Außerdem war Sokrates zu schlau, um in eine solche Falle zu geraten. In der Tat zeigt die Art, wie er Konzepte untersucht, deutlich, dass er nicht den "Sokratischen Trugschluss" beging. Der Philosoph war berühmt für seine Methode des "elenchus", die zeigt, dass jemandes Verständnis einer Idee aufgrund der Produktion von Gegenbeispiele, die nicht zur ursprünglichen Erklärung der Idee passen. Zum Beispiel behauptet in Euthyphro der Charakter, der dem Dialog zuerst Namen gibt, dass Frömmigkeit ist, zu tun, was auch immer die Götter wünschen. Aber Sokrates zwingt ihn schnell zuzugeben, dass das nicht richtig sein kann, denn in diesem Fall wäre Frömmigkeit einfach ein willkürliches Konstrukt, das nur durch (übernatürliche) Kraft gestützt wird, die nicht in irgendeiner innewohnenden Güte begründet ist. Es muss noch etwas anderes geben, das offensichtlich Euthyphron fehlt. Sokrates konnte die Methode des Elenchus nicht anwenden, wenn er wirklich dachte, man könne nicht anfangen, über X zu reden, wenn man nicht eine genaue Definition von X hat: Wie könnte man dann an ein Gegenbeispiel denken? Ein Gegenbeispiel zu was?

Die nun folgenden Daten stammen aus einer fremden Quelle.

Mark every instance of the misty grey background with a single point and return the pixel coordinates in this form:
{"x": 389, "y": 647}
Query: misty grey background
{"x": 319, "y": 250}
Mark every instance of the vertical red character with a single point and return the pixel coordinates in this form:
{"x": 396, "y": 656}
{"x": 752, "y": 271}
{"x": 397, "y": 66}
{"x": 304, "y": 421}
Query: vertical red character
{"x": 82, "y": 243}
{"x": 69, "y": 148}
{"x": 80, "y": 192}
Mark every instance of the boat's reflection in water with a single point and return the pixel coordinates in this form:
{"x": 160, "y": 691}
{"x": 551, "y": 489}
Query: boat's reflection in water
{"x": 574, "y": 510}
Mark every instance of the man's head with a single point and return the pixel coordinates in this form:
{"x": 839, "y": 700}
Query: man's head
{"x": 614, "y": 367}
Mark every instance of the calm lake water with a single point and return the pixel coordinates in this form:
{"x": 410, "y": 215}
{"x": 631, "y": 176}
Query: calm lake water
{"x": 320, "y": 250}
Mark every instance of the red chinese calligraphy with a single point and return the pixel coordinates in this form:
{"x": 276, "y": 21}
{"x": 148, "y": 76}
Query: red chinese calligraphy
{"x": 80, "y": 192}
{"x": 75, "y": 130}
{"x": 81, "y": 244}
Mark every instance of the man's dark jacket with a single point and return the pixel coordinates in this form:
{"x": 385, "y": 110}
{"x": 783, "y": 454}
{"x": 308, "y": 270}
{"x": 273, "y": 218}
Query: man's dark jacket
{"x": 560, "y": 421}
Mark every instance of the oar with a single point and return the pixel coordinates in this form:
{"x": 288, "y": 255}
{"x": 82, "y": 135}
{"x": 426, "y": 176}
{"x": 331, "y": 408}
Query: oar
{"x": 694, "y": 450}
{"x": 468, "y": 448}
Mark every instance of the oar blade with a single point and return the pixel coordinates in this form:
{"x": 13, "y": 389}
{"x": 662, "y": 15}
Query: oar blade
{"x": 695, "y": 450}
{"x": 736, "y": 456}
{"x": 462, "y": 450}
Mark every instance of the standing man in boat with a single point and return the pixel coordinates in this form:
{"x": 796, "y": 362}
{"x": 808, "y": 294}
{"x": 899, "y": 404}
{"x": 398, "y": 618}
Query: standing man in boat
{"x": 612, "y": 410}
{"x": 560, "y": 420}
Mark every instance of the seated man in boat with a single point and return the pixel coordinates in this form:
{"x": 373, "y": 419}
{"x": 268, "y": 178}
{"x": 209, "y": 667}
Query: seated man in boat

Was Sokrates sucht, ist also keine präzise a priori Definition eines gegebenen Konzepts, sondern eine Theorie des Ausmaßes und der Anwendbarkeit dieses Konzepts. Dies ist nicht etwas, das durch einfaches Nachschlagen in einem Wörterbuch erreicht werden kann, sondern erfordert eine nachdenkliche philosophische Untersuchung. Dasselbe gilt für die moderne Wissenschaft: Nicht nur das Fehlen einer präzisen Definition ist für Wissenschaftler keine Peinlichkeit, es ist die Suche nach einer Theorie von X (Planeten, Arten), die definiert, was Wissenschaft eigentlich ist . Auf dieser Suche tauschen sich auch Wissenschaftler und Philosophen über die Kluft zwischen den beiden Kulturen hinweg aus: Wann immer ein Philosoph ein Problem mit der Art und Weise identifiziert, wie ein Wissenschaftler ein bestimmtes Konzept einsetzt, hat der Philosoph ein legitimes Gebiet für weitere begriffliche (dh philosophische) Entdeckungen freigelegt ) und / oder empirische (dh wissenschaftliche) Untersuchung. Wenn der Wissenschaftler den Vorschlag abtut und ihn als "nur semantisch" abtut, dann ist das ein naive Fehler, der aus rein intellektuellem Snobismus gemacht ist und daher einem wahren Intellektuellen unangemessen ist.